Core Concepts
S-ViLM proposes a novel framework for video-language modeling that leverages spatial grounding and temporal grouping to enhance region-object alignment and temporal-aware features.
Abstract
The content introduces S-ViLM, a video-language pre-training framework focusing on fine-grained structures in videos and text. It includes spatial grounding and temporal grouping to improve region-object alignment and temporal awareness. The framework outperforms existing methods in downstream tasks like text-video retrieval, video question answering, video action recognition, and temporal action localization.
Directory:
Abstract
Existing methods focus on instance-level alignment but neglect fine-grained local information.
S-ViLM introduces spatial grounding and temporal grouping for better understanding of videos.
Introduction
Videos consist of spatially and temporally related pixels forming objects.

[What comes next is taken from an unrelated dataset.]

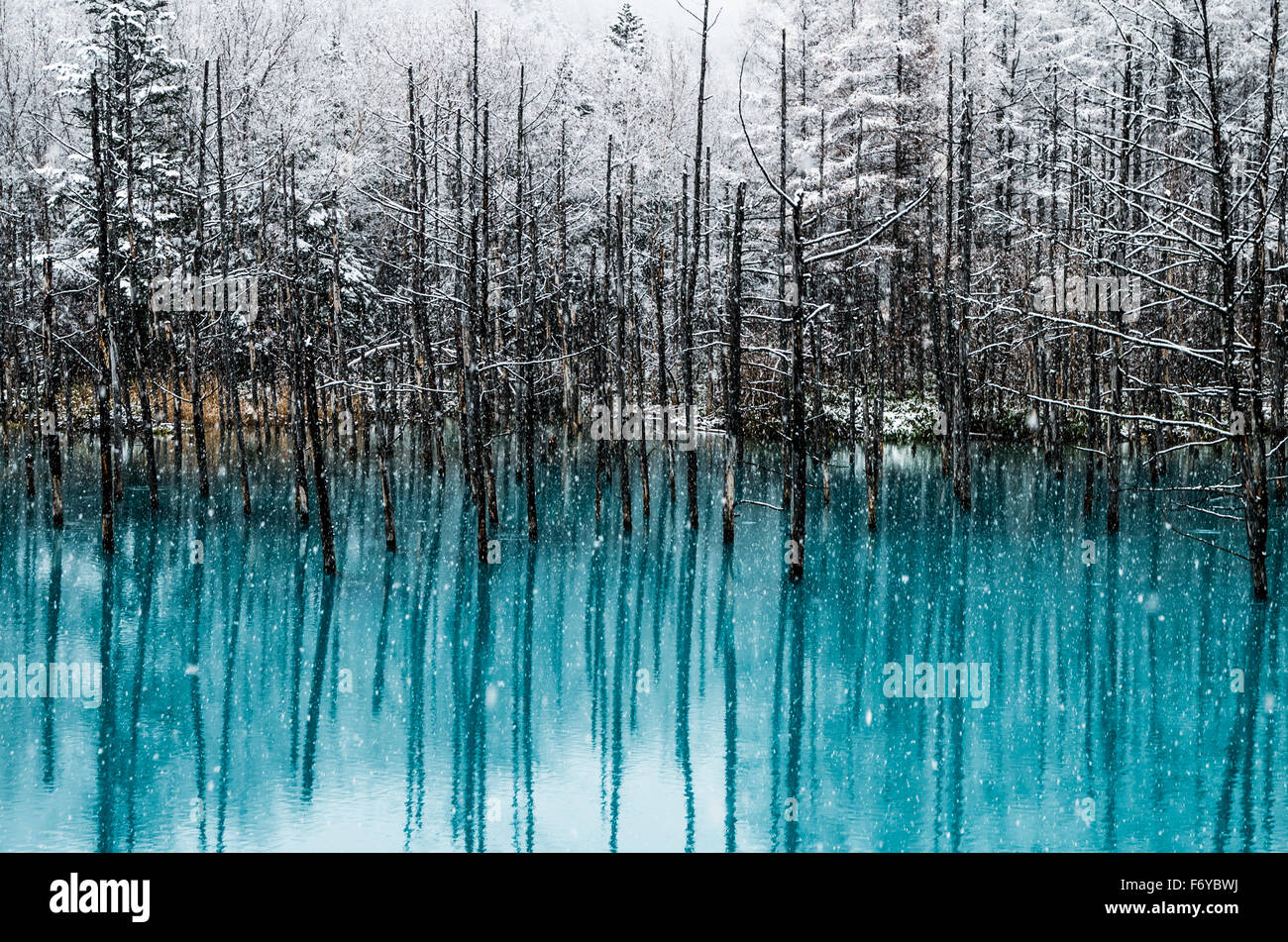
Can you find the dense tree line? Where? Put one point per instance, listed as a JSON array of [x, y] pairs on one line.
[[1056, 222]]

Modern video-language models often overlook fine-grained structures in video-text pairs.
Methodology
S-ViLM incorporates structured interactions into pre-training with spatial grounding and temporal grouping.
Experiments
Evaluation on downstream tasks like text-video retrieval, video question answering, action recognition, and action localization.
Ablation Studies
Effects of different pre-training datasets and training objectives on performance improvement.
Conclusion
S-ViLM demonstrates the effectiveness of leveraging fine-grained structures in video-language modeling.
Stats
Comprehensive evaluations demonstrate that S-ViLM performs favorably against existing approaches in learning more expressive representations.
Specifically, S-ViLM surpasses the state-of-the-art methods substantially on four representative downstream tasks.